Having heard that Peter Berg was all systems go for a “Friday Night Lights” movie, I did what any normal person would do when faced with this news in conjunction with a week-long break. I re-watched every episode of “Friday Night Lights” ever produced — all five seasons, from the shiver-inducing “We all fall” speech in the last minutes of the pilot, through every win and loss, to the final tear-wrenching moments of the season finale.
I waited with baited breath as Matt Saracen (Zach Gilford) stepped up for paralyzed Jason Street (Scott Porter), shook my head furiously when I found out Smash Williams (Gaius Charles) blew out his knee and his chances for a scholarship in one fateful crunch, lusted after adorably and habitually drunk Tim Riggins (Taylor Kitsch), alternated between sympathy and hatred for golden boy J.D. McCoy (Jeremy Sumpter), and fell in love with every sweetly accented word out of Coach Taylor’s (Kyle Chandler) mouth. I virtually lived and breathed Dillon football.
And in doing so, I realized that while the question of choosing your favorite TV show isn’t taken lightly — favorite here meaning the TV show you followed religiously when it aired, then ran out and bought the season DVDs, watching them till your DVD player died and the backs of the discs were so scratched you couldn’t get through one episode without it skipping — I can’t help but conclude that if I had to pick a show that would fall under that umbrella of exceptional, “Friday Night Lights” would hit high on the list.
However, as much as I loved the Texas-flavored series, I’m positive that I will hate the impending movie adaptation. The series is already based off the original “Friday Night Lights” movie starring Billy Bob Thornton, which was adapted from the novel by H.G. Bissinger. Is there really a need to squeeze another film out of the admittedly overworked concept? Of all the series that had a less-than-stellar ending warranting a final hurrah in film form, “Friday Night Lights” doesn’t even come close to making the list. The characters were moving forward in a way that would be difficult to jumble back together again. Why undermine the emotional perfection of the series finale?
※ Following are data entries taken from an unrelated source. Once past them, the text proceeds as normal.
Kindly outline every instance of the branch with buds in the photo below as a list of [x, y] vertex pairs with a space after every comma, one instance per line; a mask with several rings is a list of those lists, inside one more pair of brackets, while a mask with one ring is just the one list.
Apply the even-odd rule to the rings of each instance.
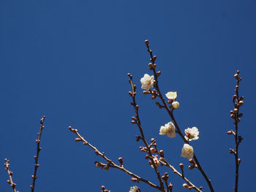
[[238, 176], [239, 176], [239, 165], [241, 163], [241, 159], [238, 158], [238, 146], [243, 137], [238, 135], [238, 123], [240, 122], [240, 118], [243, 116], [243, 113], [239, 112], [240, 107], [244, 104], [244, 96], [239, 97], [239, 82], [241, 81], [242, 78], [239, 77], [239, 71], [237, 71], [234, 75], [236, 80], [236, 85], [235, 87], [236, 94], [232, 97], [232, 101], [234, 105], [234, 110], [230, 111], [230, 118], [234, 119], [235, 122], [235, 131], [233, 130], [227, 131], [227, 134], [233, 134], [235, 139], [235, 149], [230, 148], [230, 153], [234, 154], [235, 156], [235, 164], [236, 164], [236, 177], [235, 177], [235, 192], [238, 191]]
[[[159, 75], [161, 74], [160, 72], [157, 72], [156, 71], [156, 68], [157, 68], [157, 64], [155, 64], [155, 61], [157, 60], [157, 56], [154, 55], [153, 56], [153, 52], [152, 50], [150, 49], [149, 47], [149, 42], [148, 40], [146, 40], [145, 41], [145, 44], [148, 48], [148, 52], [150, 54], [150, 61], [151, 63], [148, 64], [149, 66], [149, 69], [153, 71], [154, 73], [154, 77], [153, 79], [153, 84], [150, 85], [150, 87], [153, 87], [155, 88], [155, 91], [153, 90], [152, 92], [155, 92], [156, 94], [157, 95], [158, 97], [159, 97], [160, 100], [162, 101], [162, 104], [160, 104], [159, 102], [157, 102], [157, 106], [158, 106], [159, 108], [165, 108], [166, 110], [166, 111], [167, 112], [169, 116], [170, 117], [171, 120], [173, 120], [174, 126], [176, 127], [176, 132], [178, 134], [178, 135], [181, 137], [181, 139], [184, 140], [185, 145], [189, 145], [189, 139], [187, 139], [186, 137], [184, 137], [184, 135], [182, 134], [175, 118], [173, 115], [173, 110], [176, 108], [178, 108], [179, 104], [178, 103], [175, 103], [174, 106], [173, 106], [173, 102], [175, 101], [175, 99], [176, 99], [176, 96], [173, 96], [173, 95], [175, 95], [175, 92], [169, 92], [170, 93], [170, 96], [168, 95], [169, 93], [167, 93], [166, 94], [166, 96], [167, 96], [167, 98], [169, 99], [170, 99], [170, 101], [167, 101], [168, 104], [171, 104], [171, 106], [168, 107], [167, 102], [165, 101], [165, 99], [164, 99], [164, 97], [162, 96], [161, 91], [160, 91], [160, 88], [159, 87], [159, 84], [158, 84], [158, 77], [159, 77]], [[144, 76], [145, 77], [145, 76]], [[153, 77], [153, 76], [152, 76]], [[140, 80], [141, 81], [141, 80]], [[142, 88], [144, 88], [143, 86], [141, 87]], [[149, 87], [148, 87], [149, 88]], [[152, 96], [153, 99], [153, 96]], [[155, 98], [154, 98], [155, 99]], [[184, 145], [185, 146], [185, 145]], [[197, 160], [195, 154], [194, 153], [193, 155], [193, 158], [195, 159], [195, 161], [197, 164], [197, 168], [198, 169], [198, 170], [200, 172], [200, 173], [202, 174], [202, 175], [203, 176], [204, 179], [206, 180], [206, 181], [207, 182], [207, 184], [211, 190], [211, 192], [214, 192], [214, 188], [211, 185], [211, 180], [208, 177], [208, 176], [206, 175], [206, 174], [205, 173], [204, 170], [203, 169], [202, 166], [200, 166], [199, 161]]]
[[118, 161], [120, 163], [120, 166], [115, 164], [111, 159], [108, 158], [106, 155], [105, 154], [104, 152], [101, 153], [99, 150], [97, 150], [97, 148], [96, 148], [94, 146], [93, 146], [91, 143], [89, 143], [89, 142], [87, 142], [84, 137], [83, 137], [78, 132], [78, 129], [75, 129], [72, 128], [71, 126], [69, 126], [69, 129], [70, 130], [70, 131], [75, 133], [78, 137], [75, 139], [75, 140], [76, 142], [83, 142], [83, 144], [85, 145], [88, 145], [89, 146], [95, 153], [95, 154], [97, 155], [100, 155], [102, 158], [104, 158], [106, 161], [107, 164], [102, 164], [101, 162], [99, 161], [96, 161], [94, 164], [96, 165], [97, 167], [100, 167], [102, 169], [105, 169], [105, 170], [108, 170], [110, 168], [116, 168], [118, 169], [127, 174], [128, 174], [129, 175], [133, 177], [132, 177], [131, 180], [132, 182], [136, 182], [136, 183], [139, 183], [140, 181], [142, 181], [145, 183], [146, 183], [147, 185], [150, 185], [151, 187], [153, 187], [156, 189], [158, 189], [159, 191], [161, 191], [161, 188], [157, 186], [157, 185], [154, 184], [153, 183], [148, 181], [148, 180], [143, 179], [142, 177], [140, 177], [140, 176], [128, 171], [127, 169], [125, 169], [124, 167], [124, 164], [123, 164], [123, 158], [118, 158]]
[[[10, 185], [12, 188], [13, 189], [13, 192], [16, 192], [16, 183], [13, 183], [12, 181], [12, 175], [13, 174], [13, 172], [12, 172], [10, 170], [10, 161], [7, 158], [4, 158], [5, 161], [5, 164], [4, 164], [4, 166], [5, 166], [5, 170], [7, 172], [8, 175], [9, 175], [9, 178], [10, 180], [7, 180], [7, 183], [10, 184]], [[18, 191], [17, 191], [18, 192]]]

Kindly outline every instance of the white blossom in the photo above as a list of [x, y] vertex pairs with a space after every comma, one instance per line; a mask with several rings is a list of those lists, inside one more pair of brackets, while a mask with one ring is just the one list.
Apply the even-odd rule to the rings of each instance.
[[197, 139], [198, 137], [198, 134], [199, 134], [199, 131], [197, 128], [196, 127], [192, 127], [192, 128], [188, 128], [187, 129], [185, 129], [185, 139], [187, 140], [189, 139], [189, 141], [191, 140], [196, 140]]
[[175, 126], [172, 122], [166, 123], [165, 126], [161, 126], [159, 134], [167, 134], [167, 137], [173, 138], [176, 137]]
[[181, 150], [181, 157], [192, 158], [194, 156], [193, 147], [185, 143]]
[[177, 98], [177, 92], [168, 92], [165, 94], [166, 97], [169, 99], [173, 99], [175, 100]]
[[[157, 157], [154, 158], [153, 161], [157, 167], [158, 167], [159, 166], [159, 161], [158, 160]], [[151, 165], [151, 167], [154, 168], [154, 166]]]
[[148, 91], [154, 86], [154, 76], [145, 74], [144, 77], [140, 79], [140, 82], [141, 88]]
[[133, 186], [129, 188], [129, 192], [140, 192], [140, 190], [138, 187], [137, 186]]
[[178, 101], [173, 101], [172, 105], [174, 109], [178, 109], [179, 107], [179, 103]]

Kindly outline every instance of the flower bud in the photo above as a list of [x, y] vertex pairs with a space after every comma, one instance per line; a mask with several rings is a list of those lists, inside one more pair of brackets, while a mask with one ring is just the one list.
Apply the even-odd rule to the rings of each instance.
[[156, 152], [157, 152], [156, 149], [154, 148], [154, 147], [151, 147], [151, 148], [150, 148], [150, 151], [151, 151], [151, 153], [156, 153]]
[[146, 45], [149, 45], [149, 42], [148, 42], [148, 39], [145, 40], [145, 44], [146, 44]]
[[118, 158], [118, 161], [121, 164], [123, 164], [123, 158]]
[[178, 101], [173, 101], [172, 106], [173, 109], [178, 109], [179, 107], [179, 103]]
[[232, 134], [232, 131], [227, 131], [227, 134]]
[[242, 106], [244, 104], [244, 101], [240, 101], [238, 104], [239, 104], [239, 106]]
[[161, 150], [159, 151], [159, 153], [160, 153], [160, 156], [163, 158], [164, 157], [164, 151], [162, 150]]

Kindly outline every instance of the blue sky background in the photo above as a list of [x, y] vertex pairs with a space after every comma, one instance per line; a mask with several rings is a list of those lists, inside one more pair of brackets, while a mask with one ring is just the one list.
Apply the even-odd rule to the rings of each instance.
[[[106, 155], [124, 158], [130, 171], [157, 183], [154, 170], [139, 151], [142, 143], [132, 125], [134, 115], [127, 72], [140, 86], [148, 69], [148, 39], [157, 55], [163, 93], [178, 91], [175, 116], [182, 130], [197, 126], [194, 150], [216, 191], [232, 191], [234, 145], [226, 131], [233, 128], [237, 69], [243, 80], [244, 116], [239, 131], [239, 190], [255, 183], [254, 113], [256, 74], [256, 2], [247, 1], [6, 1], [0, 4], [0, 159], [10, 159], [20, 191], [29, 191], [39, 119], [46, 115], [36, 191], [129, 191], [130, 177], [95, 167], [101, 160], [74, 142], [67, 127], [80, 130]], [[138, 89], [138, 92], [140, 89]], [[185, 175], [208, 191], [197, 170], [188, 170], [180, 156], [180, 138], [159, 135], [170, 121], [149, 96], [138, 93], [146, 137], [154, 137], [170, 163], [185, 165]], [[12, 191], [0, 171], [1, 191]], [[164, 174], [170, 170], [160, 167]], [[184, 182], [170, 174], [174, 191]], [[154, 191], [143, 184], [142, 191]]]

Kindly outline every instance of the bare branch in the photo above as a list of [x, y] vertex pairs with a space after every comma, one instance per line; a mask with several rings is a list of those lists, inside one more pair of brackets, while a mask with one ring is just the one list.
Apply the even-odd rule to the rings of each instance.
[[[5, 161], [5, 164], [4, 164], [4, 166], [5, 166], [5, 170], [8, 173], [8, 175], [9, 175], [9, 178], [10, 178], [10, 180], [7, 180], [7, 183], [10, 184], [10, 185], [12, 188], [13, 189], [13, 192], [16, 192], [16, 183], [13, 183], [12, 181], [12, 175], [13, 174], [13, 172], [12, 172], [9, 167], [10, 167], [10, 161], [7, 158], [4, 158], [4, 161]], [[18, 191], [17, 191], [18, 192]]]

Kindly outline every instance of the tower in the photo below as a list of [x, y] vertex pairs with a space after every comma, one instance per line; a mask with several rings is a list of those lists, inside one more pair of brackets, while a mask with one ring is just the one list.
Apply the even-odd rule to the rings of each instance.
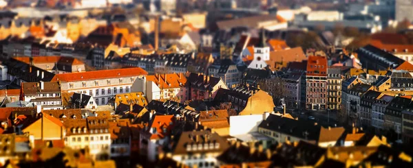
[[270, 47], [266, 44], [265, 31], [261, 29], [258, 44], [254, 46], [254, 60], [257, 61], [268, 61], [270, 60]]

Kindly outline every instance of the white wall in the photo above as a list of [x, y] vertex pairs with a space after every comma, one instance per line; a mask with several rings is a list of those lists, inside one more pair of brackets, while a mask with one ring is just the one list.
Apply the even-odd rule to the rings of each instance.
[[258, 125], [268, 117], [269, 112], [263, 115], [240, 115], [229, 117], [229, 135], [246, 134], [257, 132]]

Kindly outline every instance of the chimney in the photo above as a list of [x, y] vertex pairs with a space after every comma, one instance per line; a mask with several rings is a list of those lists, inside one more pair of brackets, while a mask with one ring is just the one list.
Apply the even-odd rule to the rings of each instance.
[[36, 106], [36, 112], [37, 112], [37, 114], [41, 112], [41, 105], [37, 105]]
[[41, 90], [44, 90], [45, 89], [45, 82], [43, 81], [40, 82], [40, 89]]
[[159, 16], [155, 17], [155, 51], [158, 50], [159, 45]]

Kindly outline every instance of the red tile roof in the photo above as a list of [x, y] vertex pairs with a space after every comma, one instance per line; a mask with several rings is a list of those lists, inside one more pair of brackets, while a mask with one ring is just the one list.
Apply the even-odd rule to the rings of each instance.
[[116, 69], [100, 70], [81, 73], [68, 73], [54, 75], [52, 82], [65, 81], [84, 81], [113, 77], [122, 77], [128, 76], [145, 75], [148, 73], [140, 67], [128, 69]]
[[7, 121], [10, 114], [12, 114], [12, 108], [0, 108], [0, 121]]
[[307, 62], [307, 75], [326, 76], [327, 58], [324, 56], [309, 56]]
[[156, 86], [160, 85], [161, 88], [179, 88], [187, 83], [187, 77], [184, 74], [169, 73], [147, 75], [147, 80], [153, 82]]
[[370, 40], [370, 45], [381, 49], [385, 49], [392, 53], [413, 52], [413, 45], [383, 43], [378, 40]]
[[405, 70], [407, 71], [413, 71], [413, 64], [410, 64], [407, 61], [405, 61], [401, 64], [399, 65], [396, 70]]
[[[0, 96], [6, 96], [6, 90], [0, 90]], [[20, 95], [20, 89], [8, 89], [7, 90], [8, 95]]]
[[[174, 123], [173, 115], [156, 115], [150, 123], [149, 130], [151, 132], [152, 129], [156, 128], [156, 133], [153, 133], [151, 135], [151, 139], [162, 139], [169, 135]], [[166, 132], [162, 130], [164, 128], [167, 129]]]

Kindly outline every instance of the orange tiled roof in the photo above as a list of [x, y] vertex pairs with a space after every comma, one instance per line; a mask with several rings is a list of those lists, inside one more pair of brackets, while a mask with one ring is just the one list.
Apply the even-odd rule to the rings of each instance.
[[401, 64], [399, 65], [396, 70], [405, 70], [407, 71], [413, 71], [413, 64], [410, 64], [407, 61], [405, 61]]
[[180, 88], [187, 83], [187, 77], [184, 74], [169, 73], [147, 75], [147, 80], [153, 82], [156, 86], [160, 85], [161, 88]]
[[[33, 63], [55, 63], [59, 61], [61, 56], [36, 56], [33, 58]], [[30, 57], [14, 57], [13, 59], [25, 62], [30, 63]]]
[[274, 51], [283, 50], [289, 47], [285, 40], [270, 39], [267, 43], [271, 46]]
[[[326, 76], [327, 58], [324, 56], [309, 56], [307, 62], [307, 75]], [[318, 71], [318, 73], [315, 73]]]
[[52, 82], [65, 81], [83, 81], [98, 79], [106, 79], [112, 77], [122, 77], [136, 75], [145, 75], [148, 73], [140, 67], [128, 69], [116, 69], [109, 70], [100, 70], [94, 71], [67, 73], [57, 74], [54, 75]]
[[[8, 89], [8, 95], [20, 95], [20, 89]], [[6, 96], [6, 90], [0, 90], [0, 96]]]
[[[156, 133], [151, 135], [151, 139], [162, 139], [165, 136], [167, 136], [173, 125], [173, 115], [156, 115], [149, 125], [149, 131], [156, 128]], [[167, 129], [166, 132], [162, 130], [164, 128]]]

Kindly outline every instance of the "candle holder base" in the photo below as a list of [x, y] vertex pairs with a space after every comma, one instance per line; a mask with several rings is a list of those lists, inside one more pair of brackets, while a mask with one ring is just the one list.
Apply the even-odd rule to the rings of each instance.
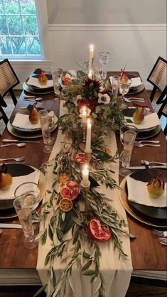
[[92, 158], [92, 150], [91, 150], [91, 151], [90, 151], [88, 153], [85, 150], [85, 158], [86, 158], [87, 161], [90, 162], [91, 158]]
[[87, 180], [87, 183], [85, 184], [85, 180], [81, 180], [80, 187], [82, 191], [84, 192], [84, 198], [85, 198], [85, 212], [89, 213], [89, 203], [87, 201], [87, 194], [90, 186], [90, 181]]

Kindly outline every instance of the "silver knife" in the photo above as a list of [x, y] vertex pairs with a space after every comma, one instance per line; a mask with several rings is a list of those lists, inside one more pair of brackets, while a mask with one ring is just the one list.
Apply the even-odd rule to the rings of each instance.
[[[156, 166], [149, 166], [151, 168], [167, 168], [166, 165], [159, 165]], [[146, 169], [145, 166], [128, 166], [128, 169], [135, 170], [135, 169]]]
[[22, 229], [22, 227], [19, 224], [6, 224], [0, 223], [0, 228], [6, 228], [6, 229]]
[[16, 140], [16, 139], [2, 139], [2, 142], [27, 142], [29, 144], [40, 144], [36, 140]]

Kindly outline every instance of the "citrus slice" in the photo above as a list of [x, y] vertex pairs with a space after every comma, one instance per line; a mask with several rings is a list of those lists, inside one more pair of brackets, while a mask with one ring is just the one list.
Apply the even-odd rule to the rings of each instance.
[[72, 208], [72, 202], [70, 199], [63, 198], [59, 202], [59, 207], [63, 212], [68, 212]]

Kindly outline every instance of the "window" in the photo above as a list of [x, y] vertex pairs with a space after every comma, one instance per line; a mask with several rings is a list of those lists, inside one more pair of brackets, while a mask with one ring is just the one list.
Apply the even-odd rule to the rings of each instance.
[[43, 58], [35, 0], [0, 0], [0, 57]]

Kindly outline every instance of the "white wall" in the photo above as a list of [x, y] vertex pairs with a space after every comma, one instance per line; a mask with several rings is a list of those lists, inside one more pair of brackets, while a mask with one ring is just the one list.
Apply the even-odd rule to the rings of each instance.
[[157, 58], [166, 56], [166, 0], [46, 0], [48, 15], [44, 2], [39, 1], [46, 14], [47, 60], [11, 63], [21, 83], [37, 68], [50, 70], [52, 61], [76, 68], [93, 43], [94, 67], [100, 67], [98, 53], [109, 51], [108, 70], [120, 70], [128, 61], [126, 70], [139, 71], [146, 88], [152, 87], [146, 78]]

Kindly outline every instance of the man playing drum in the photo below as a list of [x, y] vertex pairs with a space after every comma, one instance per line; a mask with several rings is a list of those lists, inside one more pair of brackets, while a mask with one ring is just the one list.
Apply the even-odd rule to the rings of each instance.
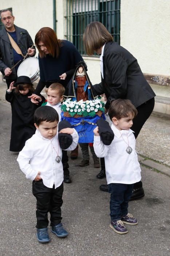
[[31, 49], [33, 42], [27, 31], [14, 25], [15, 17], [10, 10], [2, 10], [0, 16], [4, 27], [0, 31], [0, 71], [9, 88], [12, 82], [16, 82], [17, 70], [24, 56], [28, 53], [34, 56], [35, 47]]

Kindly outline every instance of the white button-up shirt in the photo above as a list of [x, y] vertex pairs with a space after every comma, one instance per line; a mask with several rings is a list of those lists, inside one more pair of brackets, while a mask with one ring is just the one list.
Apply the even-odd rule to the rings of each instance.
[[[71, 135], [73, 142], [67, 150], [74, 150], [78, 143], [79, 136], [74, 129]], [[54, 184], [56, 188], [60, 186], [63, 180], [62, 151], [58, 137], [57, 133], [50, 140], [43, 137], [37, 130], [35, 134], [27, 140], [17, 158], [20, 169], [26, 178], [33, 180], [38, 172], [40, 172], [43, 183], [48, 188], [52, 188]], [[61, 158], [59, 163], [55, 161], [57, 155]]]
[[[141, 169], [135, 150], [136, 140], [133, 131], [131, 129], [120, 131], [113, 124], [111, 128], [115, 136], [110, 145], [104, 145], [99, 136], [94, 136], [93, 144], [97, 156], [104, 157], [107, 184], [133, 184], [139, 181]], [[126, 151], [128, 143], [133, 150], [130, 154]]]
[[52, 108], [53, 108], [54, 109], [56, 110], [57, 113], [58, 113], [58, 114], [59, 115], [59, 122], [60, 122], [61, 121], [61, 113], [62, 112], [62, 110], [61, 110], [61, 107], [62, 106], [62, 103], [61, 102], [59, 102], [59, 103], [58, 103], [57, 104], [56, 104], [55, 105], [53, 105], [52, 106], [52, 105], [51, 105], [50, 103], [49, 103], [48, 102], [47, 103], [47, 104], [46, 105], [46, 106], [49, 106], [50, 107], [52, 107]]

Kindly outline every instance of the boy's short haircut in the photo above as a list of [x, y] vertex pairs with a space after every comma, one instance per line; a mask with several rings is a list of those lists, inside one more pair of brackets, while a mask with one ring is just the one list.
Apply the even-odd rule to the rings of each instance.
[[55, 90], [58, 90], [58, 93], [61, 97], [64, 94], [65, 88], [62, 84], [59, 83], [52, 83], [48, 87], [48, 89]]
[[42, 106], [38, 108], [35, 110], [33, 117], [34, 122], [37, 126], [44, 121], [52, 123], [55, 121], [58, 122], [59, 121], [57, 111], [49, 106]]
[[137, 114], [138, 110], [131, 101], [129, 99], [118, 99], [112, 101], [108, 111], [111, 121], [114, 117], [119, 120], [130, 114], [131, 114], [134, 118]]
Lately, it seems there has been a flux of TV series attempting to make the jump from the small screen to the silver screen. “Arrested Development” is rumored to be producing a movie adaptation, after the new episodes air on Netflix. “24” is also on the list of series that want to take the leap, along with “Party Down” — a relatively obscure Showtime series — and several others.
So why the rush to take something that worked so well in a television format and try to bundle it up in the wildly different arena of film? For one thing, there’s no long, drawn-out season to work with, only a continuous hour-and-a-half storyline that has to fully resolve all loose ends and end strong — strong enough to warrant this extra addition, to give a reason as to why the series needed to be continued, and ultimately, why the film needed to be made. Now that’s one tall order.
Not to mention that all the cast members must be assembled, even though many have inevitably gone on with their careers — in the case of “Friday Night Lights,” Connie Britton is tied up with a potential new series, Taylor Kitsch and Kyle Chandler are well on their way to movie-star status, and much of the rest of the cast is similarly preoccupied. And if you can’t get most, if not all, of the original actors, the movie is pretty much toast right out of the gate.
So, while I appreciate the beloved — and I would know — series, I wish Peter Berg would focus his attentions on developing a new series that might reach half the affluence of “Friday Night Lights” instead of trying to live in the glory of projects past.
The time has come to move on. But that doesn’t mean we won’t forever remember Dillon fondly. As always, “Clear Eyes. Full Hearts. Can’t Lose.”